The Zellers test is a method used to evaluate the strength of a cryptographic hash function. It is named after its creator, Eric Zellers, and is often used in the field of computer science. The phonetic transcription of the word "Zellers" is /zɛlərz/, with emphasis placed on the first syllable. The word "test" is spelled phonetically as /tɛst/. The Zellers test works by analyzing the distribution of hash values for a given set of inputs and then determining if they appear random or predictable.
Zellers test is a statistical algorithm utilized for verifying the accuracy of International Standard Book Numbers (ISBNs) and for determining which digit in the ISBN is likely to be an error. The algorithm was named after Karl Zeleler, the computer scientist who developed it. Zeleler published the algorithm in 2004 as a method to automatically validate ISBNs.
The Zellers test operates by summing up the products of each digit in the ISBN with a corresponding weight factor. These weight factors vary depending on the position of the digit within the ISBN. Once the sum is calculated, it is divided by 11. If the remainder of the division is 0, the ISBN is considered valid.
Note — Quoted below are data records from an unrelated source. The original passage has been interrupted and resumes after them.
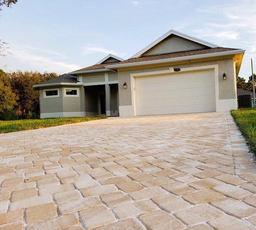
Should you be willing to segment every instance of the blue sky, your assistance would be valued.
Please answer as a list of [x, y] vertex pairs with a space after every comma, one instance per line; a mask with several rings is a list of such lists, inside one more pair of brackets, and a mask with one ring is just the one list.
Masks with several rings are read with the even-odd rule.
[[[128, 59], [171, 29], [246, 50], [239, 76], [256, 72], [255, 0], [18, 0], [0, 12], [6, 71], [62, 74], [110, 53]], [[255, 63], [254, 63], [255, 62]]]

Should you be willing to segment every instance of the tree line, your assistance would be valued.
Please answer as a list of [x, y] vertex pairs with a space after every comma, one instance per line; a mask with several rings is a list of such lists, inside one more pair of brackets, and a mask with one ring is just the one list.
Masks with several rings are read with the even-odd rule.
[[39, 91], [32, 86], [57, 76], [55, 73], [0, 69], [0, 120], [39, 118]]
[[[255, 89], [255, 84], [256, 84], [256, 75], [253, 74], [253, 77], [254, 80], [254, 89]], [[243, 78], [238, 77], [236, 80], [236, 88], [241, 90], [244, 90], [252, 92], [252, 76], [249, 77], [249, 80], [247, 82]], [[255, 90], [256, 92], [256, 90]]]

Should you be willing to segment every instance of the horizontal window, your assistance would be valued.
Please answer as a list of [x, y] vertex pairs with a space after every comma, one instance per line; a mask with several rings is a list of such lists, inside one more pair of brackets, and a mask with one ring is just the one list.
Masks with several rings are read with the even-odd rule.
[[44, 98], [58, 98], [60, 96], [59, 89], [44, 90]]
[[77, 95], [77, 90], [66, 90], [66, 94], [67, 95]]
[[45, 91], [45, 96], [55, 96], [58, 95], [58, 90], [49, 90], [48, 91]]
[[79, 88], [64, 88], [64, 97], [79, 97]]

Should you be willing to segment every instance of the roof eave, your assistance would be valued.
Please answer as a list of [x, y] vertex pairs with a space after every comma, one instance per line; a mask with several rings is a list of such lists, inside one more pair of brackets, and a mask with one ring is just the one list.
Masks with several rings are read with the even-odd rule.
[[152, 61], [146, 61], [144, 62], [132, 62], [131, 63], [125, 63], [124, 64], [117, 64], [116, 65], [106, 66], [105, 66], [105, 68], [110, 70], [110, 69], [112, 68], [116, 68], [120, 67], [126, 67], [129, 66], [136, 66], [144, 65], [157, 64], [159, 63], [169, 62], [170, 62], [182, 61], [186, 60], [191, 60], [192, 59], [210, 58], [223, 55], [235, 54], [236, 54], [244, 53], [245, 52], [245, 50], [242, 49], [236, 50], [235, 50], [224, 51], [223, 52], [218, 52], [217, 53], [212, 53], [211, 54], [198, 54], [196, 55], [191, 55], [190, 56], [185, 56], [183, 57], [179, 57], [178, 58], [170, 58], [160, 59], [158, 60], [154, 60]]
[[43, 87], [49, 87], [49, 86], [77, 86], [84, 85], [84, 83], [82, 82], [77, 82], [77, 83], [68, 83], [67, 82], [58, 82], [56, 83], [51, 83], [50, 84], [42, 84], [41, 85], [34, 85], [32, 86], [32, 88], [35, 89], [36, 88], [39, 88]]
[[74, 72], [70, 72], [70, 73], [68, 73], [68, 74], [70, 75], [75, 75], [76, 74], [90, 74], [92, 73], [96, 73], [98, 72], [107, 72], [109, 71], [109, 70], [104, 68], [104, 69], [98, 69], [97, 70], [82, 70], [82, 71], [74, 71]]
[[178, 36], [181, 38], [183, 38], [190, 40], [197, 43], [199, 43], [200, 44], [201, 44], [204, 46], [208, 46], [209, 47], [210, 47], [211, 48], [217, 48], [218, 47], [220, 47], [220, 46], [219, 46], [215, 45], [212, 43], [210, 43], [210, 42], [207, 42], [203, 41], [203, 40], [201, 40], [200, 39], [198, 39], [198, 38], [194, 38], [194, 37], [191, 37], [191, 36], [189, 36], [184, 34], [180, 33], [180, 32], [174, 30], [171, 30], [169, 31], [168, 31], [168, 32], [167, 32], [167, 33], [166, 33], [162, 36], [161, 36], [161, 37], [160, 37], [160, 38], [157, 39], [155, 41], [152, 42], [151, 44], [148, 45], [148, 46], [146, 47], [145, 47], [145, 48], [140, 50], [140, 52], [133, 55], [133, 56], [131, 57], [130, 58], [134, 58], [140, 56], [144, 53], [149, 50], [150, 49], [154, 46], [158, 44], [171, 34], [174, 34], [174, 35]]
In the case that the remainder is not 0, the test further identifies the digit that is likely to be incorrect. By using this algorithm, Zellers test can pinpoint a single-digit error in most cases. The test is efficient and widely adopted as a way to identify and rectify erroneous ISBNs.
Zellers test has proven to be a valuable tool in various industries that rely on ISBNs, such as publishing and bookselling, where accurate identification of a publication is crucial. The algorithm facilitates swift error detection and correction, contributing to the overall integrity and effectiveness of ISBN management.
The term "Zellers test" does not have a specific etymology, as it is not derived from any particular source or language. However, it is named after a person named "Zellers", who is credited with formulating or popularizing this test. The term is commonly used in the field of computer science, specifically in testing algorithms and code optimization techniques.